Figure 2: 2nd generation Photovoltaic solar-cells (wikipedia.org/wiki/Thin-film solar cell)
Third generation: Actually various different types belong to this third generation. It includes polymers solar cells, dye-sensitized solar cells, multi-junction solar cells, quantum-dot solar cells, and perovskite solar cells (wikipedia.org/wiki/Third-generation photovoltaic cell).
- Polymers cells come under organic solar-cells. Polymers cells can prepared directly from solutions, they can be printed or coated over a flexible substrate. The production time is less hence they have really low energy payback time.
- Multi-junction cells consist of multiple p-n They are GaAs based solar-cells, are really very efficient and expansive, mainly used for space applications.
- Quantum dot cells are basically nano-crystals of semiconducting materials like; cadmium sulphide (CdS), cadmium selenide (CdSe), lead sulphide (PbS). Main advantage here is one can tune the band-gap of these semiconductors by changing the size of nano-crystals.

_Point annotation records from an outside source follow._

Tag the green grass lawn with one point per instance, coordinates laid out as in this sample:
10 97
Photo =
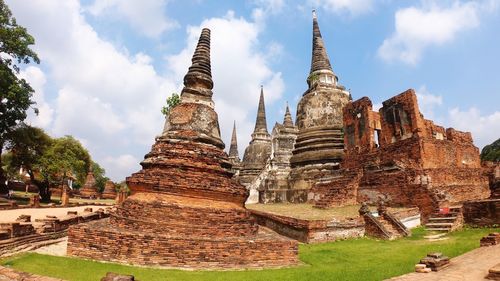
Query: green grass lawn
355 259
23 198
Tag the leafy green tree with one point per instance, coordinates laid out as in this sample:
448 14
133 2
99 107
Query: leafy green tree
66 157
99 175
15 93
26 145
172 101
491 152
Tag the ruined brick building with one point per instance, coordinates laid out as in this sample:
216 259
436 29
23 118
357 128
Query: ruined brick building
397 156
234 157
89 189
257 153
185 210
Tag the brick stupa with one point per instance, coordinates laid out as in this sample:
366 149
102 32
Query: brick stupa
185 211
89 189
109 191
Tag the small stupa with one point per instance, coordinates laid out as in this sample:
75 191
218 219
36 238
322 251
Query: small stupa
89 189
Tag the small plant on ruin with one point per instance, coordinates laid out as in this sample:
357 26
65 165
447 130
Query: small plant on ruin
172 101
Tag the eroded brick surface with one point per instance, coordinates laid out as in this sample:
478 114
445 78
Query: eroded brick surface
405 159
185 209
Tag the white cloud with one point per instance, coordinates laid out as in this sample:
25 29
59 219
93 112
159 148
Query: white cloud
146 16
350 7
238 70
418 28
125 164
110 100
484 128
103 96
427 102
37 80
273 6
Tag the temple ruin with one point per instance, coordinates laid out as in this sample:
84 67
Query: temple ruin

- Perovskites solar cells are very new and fastest developing technology. In 2009 the recorded efficiency was 3.8% and it increases to 22% in 2016. They can be made like polymer solar-cells but stability is the main challenge that is to be improved.
Solar cells are capable of generating electricity from Sun light. They are environment friendly as they do not emit any greenhouse gases like fossil fuels or toxic wastes like nuclear energy. The main drawback is their efficiency and high cost. Lots of research is going on in this direction and we believe that in future many efficient and cost-effective photovoltaic devices will be available for us and would resolve our energy need.